Do you believe in the saying, "you can't have it all"?
The yin and yang of life, you have to lose in order to gain something.
I had a best friend. We had something going on in the past but it never made to a point where either of us are ready to commit. We started over, everything was running smoothly until I decided to resurface old feelings. We finally let our guards down, talked about it for a long time and made a not so definite decision of getting together. We were not entirely a couple. We liked each other but it was nothing more than a truthful agreement between two persons, no strings attached. We shared a beautiful week full of sweet nothings and short sms. It was a moment of bliss for the both of us.

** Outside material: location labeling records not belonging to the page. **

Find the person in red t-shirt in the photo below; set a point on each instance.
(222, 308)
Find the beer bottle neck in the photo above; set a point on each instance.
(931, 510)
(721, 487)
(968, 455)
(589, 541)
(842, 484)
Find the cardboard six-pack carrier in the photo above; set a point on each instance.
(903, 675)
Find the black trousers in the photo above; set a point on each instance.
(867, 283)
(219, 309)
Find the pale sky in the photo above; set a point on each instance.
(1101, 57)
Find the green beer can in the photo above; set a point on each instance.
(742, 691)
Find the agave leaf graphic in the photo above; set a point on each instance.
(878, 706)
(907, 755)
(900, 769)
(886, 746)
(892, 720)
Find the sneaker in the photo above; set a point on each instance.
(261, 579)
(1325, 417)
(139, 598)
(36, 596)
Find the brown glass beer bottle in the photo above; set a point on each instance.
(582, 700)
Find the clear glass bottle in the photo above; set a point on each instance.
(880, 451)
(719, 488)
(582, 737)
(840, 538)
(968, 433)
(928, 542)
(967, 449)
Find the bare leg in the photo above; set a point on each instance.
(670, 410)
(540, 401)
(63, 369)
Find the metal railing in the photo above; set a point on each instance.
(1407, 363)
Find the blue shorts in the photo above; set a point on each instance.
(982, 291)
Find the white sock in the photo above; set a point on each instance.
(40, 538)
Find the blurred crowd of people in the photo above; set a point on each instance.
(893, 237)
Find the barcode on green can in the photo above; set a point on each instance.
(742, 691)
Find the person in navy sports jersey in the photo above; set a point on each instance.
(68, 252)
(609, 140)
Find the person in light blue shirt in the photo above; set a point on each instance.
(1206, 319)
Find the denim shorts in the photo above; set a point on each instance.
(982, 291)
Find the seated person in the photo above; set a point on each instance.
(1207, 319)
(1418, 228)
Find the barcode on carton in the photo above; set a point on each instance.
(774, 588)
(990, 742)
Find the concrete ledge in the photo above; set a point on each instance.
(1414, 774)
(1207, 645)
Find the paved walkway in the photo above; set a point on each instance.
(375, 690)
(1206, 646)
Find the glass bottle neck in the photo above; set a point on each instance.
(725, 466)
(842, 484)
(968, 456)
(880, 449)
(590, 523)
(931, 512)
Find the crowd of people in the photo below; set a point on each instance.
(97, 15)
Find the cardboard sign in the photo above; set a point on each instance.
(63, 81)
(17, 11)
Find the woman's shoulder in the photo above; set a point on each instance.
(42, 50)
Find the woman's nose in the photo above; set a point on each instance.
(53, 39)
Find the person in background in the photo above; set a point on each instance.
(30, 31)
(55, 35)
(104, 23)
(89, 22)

Weeks past and I changed. He remained the same. I wasn't the same person he talked to. I am in constant need of change. I didn't thought about it before I let others to my life. What I meant about change, is MYSELF. He has nothing to do with it. It's my relentless urge for variation that caused my gradual withdrawal from him. I don't know what caused me to be like this. He was patient. He loved me wholeheartedly. He did everything to make me happy. He made sure that our time together will blossom into a wonderful commitment. I did love him but it was not enough. I could never reciprocate all the efforts he made. I never played with his feelings. I stayed true to him. He knew me well enough to understand that I have a hard time expressing how I feel. I wanted to tell him how it's tearing me inside by not making a sane decision and that everything seemed too confusing for me. I just couldn't explain how it didn't work out. I tried but I could never put it into words.
A friend, I lost contact with, turn up and he became my sounding board. He sat and listened to my thoughts without biased and full of concern. For the times I was mad at myself for being confused and letting others suffer, he was there to give advise and helped straighten things up. And then one day it hit me. It made sense that I was always confused with things before because it wasn't meant to be. I had to sort things out with my best friend. I told him about how I found comfort and peace in another person and that I'm breaking things between us two. I might have told him everything in a not so good way. I knew it would hurt him bad but I never thought our friendship would suffer the same consequences. There's a lot more story in between but I would rather not blog about it anymore. I deserve what I got. I miss him and the times when we were friends. I tried to patch things up a couple of times, but things could never go back to the way they were.
I lost a friend.
I know that someday wounds will heal and everything will be alright. Although our friendship will never be the same again, I believe in time he will be able to forgive me and we'll start over, only then i'll be at peace with myself.
I wish for you to be happy and no matter what you will always be a special friend.